Levantó los ojos… A lo lejos, por detrás del coche, se acercaban dos agentes en bicicleta.
Amenazaba tormenta.
– ¡Subid de prisa! -ordenó el Mayor.
El transmisor crujió. El Mayor arrancó lentamente y se lanzó a campo traviesa, en línea recta hacia Dax.
En el retrovisor, los gerdarmes no eran ya más que un punto, pero a pesar de los esfuerzos del Mayor aquel punto no desaparecía. De repente, ante los viajeros, apareció una colina. El automóvil la abordó como una tromba. Llovía a cántaros. Los relámpagos enviscaban el cielo con pegajosos resplandores.
La colina, creciendo paulatinamente, se convirtió en montaña.
– ¡Habrá que soltar lastre! -dijo Verge.
– ¡Jamás! -respondió el Mayor-. La pasaremos.
Pero el embrague patinaba y un acre olor a aceite quemado subía desde el suelo del automóvil.
Ante los ojos del Mayor, por desgracia, apareció una gallina.
renó en seco. El automóvil dio una vuelta de campana y vino a caer justo sobre la cabeza de la infortunada volátil, que murió en el acto. Por fin, quedó inmóvil. El Mayor, finalmente, triunfaba.
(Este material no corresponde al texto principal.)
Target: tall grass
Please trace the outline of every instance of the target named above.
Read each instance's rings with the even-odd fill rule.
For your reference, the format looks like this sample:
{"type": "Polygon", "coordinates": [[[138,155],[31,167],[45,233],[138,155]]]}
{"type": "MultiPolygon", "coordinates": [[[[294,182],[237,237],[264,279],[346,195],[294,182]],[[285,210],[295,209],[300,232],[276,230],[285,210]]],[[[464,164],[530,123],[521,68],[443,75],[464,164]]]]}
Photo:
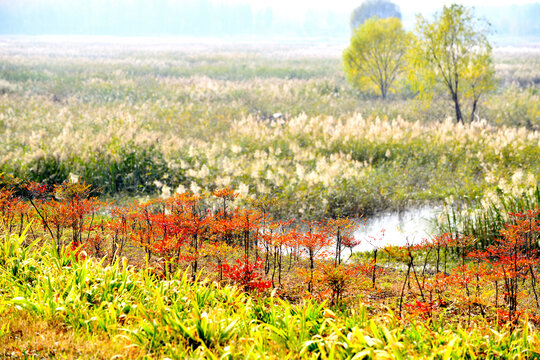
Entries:
{"type": "Polygon", "coordinates": [[[15,343],[28,358],[50,356],[53,349],[55,357],[73,355],[73,349],[55,343],[58,332],[38,345],[21,343],[10,329],[28,316],[86,339],[75,353],[83,358],[498,359],[532,358],[540,351],[540,335],[526,319],[512,329],[482,322],[403,324],[391,312],[371,316],[362,305],[348,310],[308,300],[293,305],[191,281],[181,272],[161,280],[123,260],[105,266],[38,241],[29,244],[25,234],[4,237],[0,284],[0,318],[10,325],[0,333],[2,356],[9,356],[15,343]],[[89,346],[96,339],[104,346],[99,355],[89,346]],[[113,345],[118,339],[124,339],[123,347],[113,345]]]}

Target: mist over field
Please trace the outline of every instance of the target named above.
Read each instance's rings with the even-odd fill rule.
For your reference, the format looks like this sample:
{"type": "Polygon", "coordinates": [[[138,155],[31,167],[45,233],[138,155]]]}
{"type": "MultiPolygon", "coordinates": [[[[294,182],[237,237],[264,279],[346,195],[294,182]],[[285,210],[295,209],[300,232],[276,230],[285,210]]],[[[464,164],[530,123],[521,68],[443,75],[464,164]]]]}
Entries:
{"type": "MultiPolygon", "coordinates": [[[[0,1],[3,35],[194,36],[344,39],[349,19],[361,1],[336,6],[317,3],[203,1],[0,1]],[[303,4],[303,6],[302,6],[303,4]]],[[[399,2],[398,2],[399,4],[399,2]]],[[[476,6],[492,25],[492,36],[503,44],[538,43],[540,3],[476,6]]],[[[417,13],[436,8],[402,2],[403,23],[414,27],[417,13]]]]}
{"type": "Polygon", "coordinates": [[[539,359],[538,19],[0,0],[0,359],[539,359]]]}

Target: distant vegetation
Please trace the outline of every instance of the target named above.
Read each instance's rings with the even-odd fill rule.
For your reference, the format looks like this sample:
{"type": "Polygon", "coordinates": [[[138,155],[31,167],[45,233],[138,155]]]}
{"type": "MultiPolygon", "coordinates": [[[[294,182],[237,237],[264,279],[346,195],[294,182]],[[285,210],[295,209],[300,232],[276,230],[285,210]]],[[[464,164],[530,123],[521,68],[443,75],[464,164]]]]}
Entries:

Pero en pago tuvo que entregar al campesino que acechaba en las proximidades, oculto en un hoyo ad hoc, como diría Jules Romains, los tres últimos kilos del azúcar de Verge.
Como no podían llevarse la inutilizable gallina (que encogía a marchas forzadas con la lluvia), lanzó unos cuantos alaridos de rabia.
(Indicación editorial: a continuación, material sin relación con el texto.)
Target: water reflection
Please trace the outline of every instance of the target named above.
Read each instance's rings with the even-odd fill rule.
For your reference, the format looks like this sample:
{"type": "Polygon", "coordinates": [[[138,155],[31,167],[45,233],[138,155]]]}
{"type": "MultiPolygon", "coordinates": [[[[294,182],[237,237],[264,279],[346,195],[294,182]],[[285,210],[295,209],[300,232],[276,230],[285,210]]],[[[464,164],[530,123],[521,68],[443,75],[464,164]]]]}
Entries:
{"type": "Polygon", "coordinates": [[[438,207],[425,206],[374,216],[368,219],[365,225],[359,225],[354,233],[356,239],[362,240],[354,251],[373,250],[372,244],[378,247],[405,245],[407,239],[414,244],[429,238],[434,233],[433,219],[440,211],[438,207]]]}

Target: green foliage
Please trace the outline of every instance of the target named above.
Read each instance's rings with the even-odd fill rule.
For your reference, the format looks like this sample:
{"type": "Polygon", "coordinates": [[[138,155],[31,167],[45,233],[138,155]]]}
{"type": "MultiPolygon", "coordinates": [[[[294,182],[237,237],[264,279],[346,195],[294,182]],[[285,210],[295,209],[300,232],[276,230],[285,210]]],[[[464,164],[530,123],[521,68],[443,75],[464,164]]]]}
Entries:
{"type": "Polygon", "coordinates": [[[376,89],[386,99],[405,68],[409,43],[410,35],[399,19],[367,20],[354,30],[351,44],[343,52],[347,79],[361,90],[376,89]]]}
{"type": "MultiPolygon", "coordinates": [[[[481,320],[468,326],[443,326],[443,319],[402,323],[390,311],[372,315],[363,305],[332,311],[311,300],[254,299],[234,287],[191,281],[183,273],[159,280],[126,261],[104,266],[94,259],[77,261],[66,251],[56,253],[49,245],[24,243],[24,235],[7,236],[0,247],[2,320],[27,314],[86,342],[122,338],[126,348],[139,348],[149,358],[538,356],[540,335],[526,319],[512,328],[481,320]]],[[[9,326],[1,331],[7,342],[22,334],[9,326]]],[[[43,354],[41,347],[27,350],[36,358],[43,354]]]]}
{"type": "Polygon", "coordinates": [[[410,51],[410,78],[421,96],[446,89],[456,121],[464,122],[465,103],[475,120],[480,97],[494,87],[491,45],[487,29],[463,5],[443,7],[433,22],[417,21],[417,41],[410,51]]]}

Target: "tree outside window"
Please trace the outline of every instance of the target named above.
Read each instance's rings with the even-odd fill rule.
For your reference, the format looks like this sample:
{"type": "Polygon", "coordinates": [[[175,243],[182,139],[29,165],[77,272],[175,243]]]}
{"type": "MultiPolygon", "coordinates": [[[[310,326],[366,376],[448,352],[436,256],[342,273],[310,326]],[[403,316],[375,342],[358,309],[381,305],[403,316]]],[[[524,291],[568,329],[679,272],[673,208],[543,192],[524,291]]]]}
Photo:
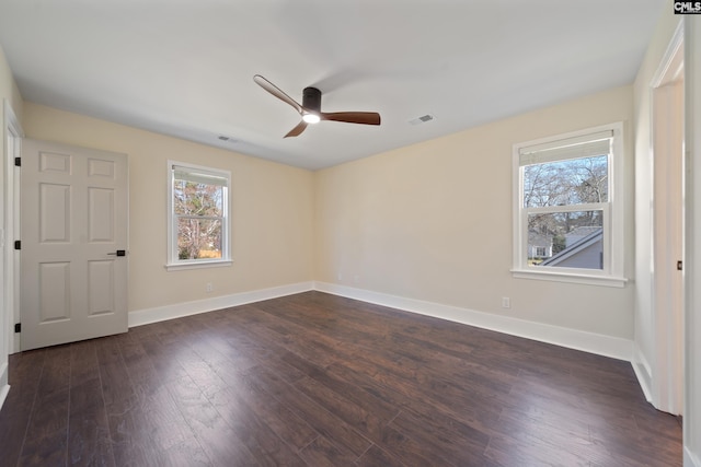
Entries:
{"type": "Polygon", "coordinates": [[[169,265],[229,260],[229,173],[186,164],[169,166],[169,265]]]}

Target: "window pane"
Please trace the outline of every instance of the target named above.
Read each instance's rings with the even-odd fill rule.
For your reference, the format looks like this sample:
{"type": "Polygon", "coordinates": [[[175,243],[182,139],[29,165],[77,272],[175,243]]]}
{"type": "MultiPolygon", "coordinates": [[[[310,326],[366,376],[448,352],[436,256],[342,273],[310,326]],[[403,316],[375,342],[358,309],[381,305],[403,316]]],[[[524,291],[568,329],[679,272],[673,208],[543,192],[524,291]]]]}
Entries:
{"type": "Polygon", "coordinates": [[[608,202],[608,155],[524,167],[524,207],[608,202]]]}
{"type": "Polygon", "coordinates": [[[221,220],[177,220],[177,259],[221,258],[221,220]]]}
{"type": "Polygon", "coordinates": [[[185,180],[173,182],[176,214],[222,217],[225,187],[185,180]]]}
{"type": "Polygon", "coordinates": [[[528,265],[604,269],[604,211],[528,215],[528,265]]]}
Pero lo peor era que no podía arrancar de nuevo.
El embrague gritaba de dolor, y todos los cárteres del motor parecían a punto de romperse. La vibración de las aletas llegó a ser tan intensa que el Renault se levantó del suelo zumbando y subió a gulusmear una catalpa en flor. Pero lo que es avanzar, no había avanzado ni un paso.
En el retrovisor, el punto se hacia más grueso por instantes.
El Mayor se ató al volante con una correa.
– ¡El lastre! -gritó.
Verge arrojó al exterior dos de los magnetos.
El coche temblequeó, pero siguió sin moverse.
– ¡Suelta más! -rugió el Mayor con voz desgarrada.
Verge echó entonces al exterior hasta siete magnetos, uno detrás de otro. El automóvil dio un terrible salto hacia delante y, entre un horrísono estruendo de lluvia, granizo y mecánica, trepó de un tirón la colina.
Los gerdarmes habían desaparecido. El Mayor se secó la frente y procuró conservar la ventaja. Dax y Saint-Vicent-de-Tyrosse se sucedieron.
En Bayonne pudieron ver, desde bastante lejos, un control de policía. El Mayor se agarró al claxon, y al pasar por donde estaba instalado, hizo la señal de la Cruz Roja. Los gendarmes ni siquiera se dieron cuenta de que, habiendo sido educado por una institutriz rusa, se santiguaba al revés. Y es que en la parte de atrás, para dar ambiente al asunto, Verge acababa de desnudar a Joséphine y le había arrollado la combinación alrededor de la cabeza como si se tratara de una venda. Eran las nueve de la noche. Los gendarmes les hicieron señas de que pasaran.
Una vez salvado el control, el Mayor se desvaneció, y luego recobró el sentido dejando en un mojón kilométrico uno de los parachoques.
La Négresse…
Guétary…
Saint-Jean-de-Luz…
El apartamento de la abuela, en el numero cinco de la Rue Mazarin…
Era completamente de noche.
El Mayor dejó el coche delante de la puerta y la echó abajo. Se acostaron, agotados, sin haberse dado cuenta de la no presencia de los Bison. Por decir verdad, éstos se habían echado atrás ante la perspectiva de tirar abajo la puerta del apartamento en el que tendrían que haberse alojado. En lugar de ello prefirieron ir preparando una calurosa bienvenida al Mayor en la sórdida cocina con catres superpuestos que consiguieron que se les alquilase a cambio de mil francos diarios.